Por Paula Peregrina
A música. Esta entidade etérea que se manifesta no ar, incapturável, dispensa a linguagem de códigos e conversa na língua dos sons. Esta, mesmo quando dotada de letra não precisa ser explicada. Causa sensações. Diferente de tantas outras formas de arte, seja a literatura, o cinema, a pintura, o desenho, a escultura, ou o que for, é muito mais raro topar com alguém que pergunte: “o que essa música quer dizer?” do que acontece com qualquer outra forma de arte. Talvez a grande diferença esteja no fato de que a música interage com os ouvidos, com as sensações – vibrações.
As crianças, por exemplo, perguntam sobre as coisas que veem. São categóricos nos discursos infantis perguntas como: “por que o céu é azul?”; “Por que aquela moça é tão feia?”; “Por que aquela pessoa não tem o braço?”; “Por que as pessoas são de cores diferentes?”, e por aí vai. São perguntas feitas pelos olhos, e estes apreendem rótulos que os ouvidos ignoram. Os ouvidos são mais receptivos. Encontram respostas e, logo, se calam. É certo que seja bem menos comum que uma criança pergunte: “Por que o som do violino é diferente do som do violão?”; “Por que as pessoas têm vozes diferentes?”; “Por que o mar faz esse barulho?”. Por alguma razão, as interrogações dos ouvidos parecem ser silenciosas ou não incomodarem tanto quanto as questões dos olhos a ponto de serem manifestas. Não se fala de uma pessoa que ela é “uma pessoa de audição” com a mesma conotação qualitativa com que se fala que ela “é uma pessoa de visão”. No entanto, de que vale a alta e clara vista sem a escuta?

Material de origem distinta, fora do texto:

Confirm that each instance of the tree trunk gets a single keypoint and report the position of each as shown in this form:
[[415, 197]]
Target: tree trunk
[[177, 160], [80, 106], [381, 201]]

É como se os olhos tivessem em sua composição lentes de interrogação e logo nos questionássemos sobre tudo o que vemos. Já os ouvidos, seletivos, identificam instintivamente os ruídos ritmados, das percussões de antigas religiões aos lamentos vocalizados, dos gemidos de dor e prazer à combinação de instrumentos – hipnotizam. E quem ousa perguntar o que dizia o canto das sereias? – A música diz tanto que não importa o que quer dizer. Entretanto, enquanto presente no sistema de decodificação do verbo, dos códigos linguísticos, ouvido é parte que ouve e questiona palavras ditas, ouvidas, escritas, entidades de som e imagem consecutivas: fogem à singularidade da escuta. Racionalizam os gestos. Olhouvido.
Todavia, todos escutam música, todos entendem música, e essa compreensão talvez resida justamente no fato de não perguntarem sobre ela. Pode-se até buscar a tradução da letra de uma melodia adorada quando cantada em outra língua, mas isto diz da narrativa contida na música, e não daquilo que a levou ser amada: o som, o ritmo, os silêncios que paradoxalmente a faz ser o que é. O som é imponente, se coloca diante de nós simples mortais, sem permitir que se questione demais. Aos que a isso se arriscam, bem, se não, deveriam sempre se tornarem músicos.
Entidade indizível, habitante do movimento incessante e invisível, guarda, revela, emana emoções: afetos diversos e distintos ousam viver em uma nota só. Tristezas e angustias, alegrias e êxtases, frustrações, esperanças, raiva e resignação. Tudo pode estar presente na mesma canção. Arte do presente impossível de congelar uma só parte, no máximo se rende a repetição. Ah, a música sempre me diz algo sobre o infinito!